Esplanada and the Cross, 2014


Installation: 3 video projections, 3 DVD players, sound equipment, glass, wood, paint, foam board, Xerox copies, DVD loops: 11 min., 11 min., and 31min. 


Music: Nash Whalen (Cal, USA)


Esplanada and the Cross is part of the larger body of work American Pain. Three video projections show fragments of a performance by Gartz in a rundown American hotel room. These are superimposed onto a collage of magazine clippings from Gartz’s own archive of material related to America, as well as fragments from her drawings made in New York in 2009. A third video layer contains a depiction of the murdered body of Abel painted by 19th century American luminist painter Thomas Cole.
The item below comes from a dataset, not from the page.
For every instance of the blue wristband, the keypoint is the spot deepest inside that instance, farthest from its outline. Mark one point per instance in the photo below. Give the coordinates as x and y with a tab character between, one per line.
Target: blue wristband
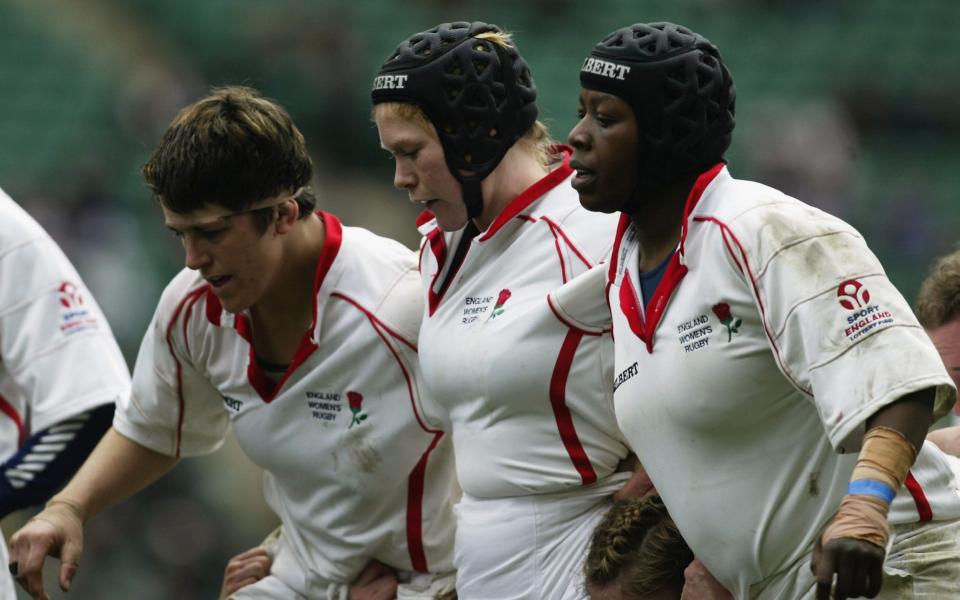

The black and white reproduction of the biblical story (Kain and Abel) is overlayed onto Gartz’s own body, which is bathed in red light. 


This piece is a triptych. Although the ‘display’ on the wall has a flatscreen-look, the projection surface is actually made from paper, wood, and glass. The videos are projected onto the glass, which reflects the moving images back onto the viewer and the wall behind them. The viewer stands in the middle of a hypnotizing and dazzling experience, as if standing in a feedback loop. The videos are all sped up and the haunting rhythm and tones of Whalen’s synthesizer soundtrack accentuates the accelerated pace of imagery.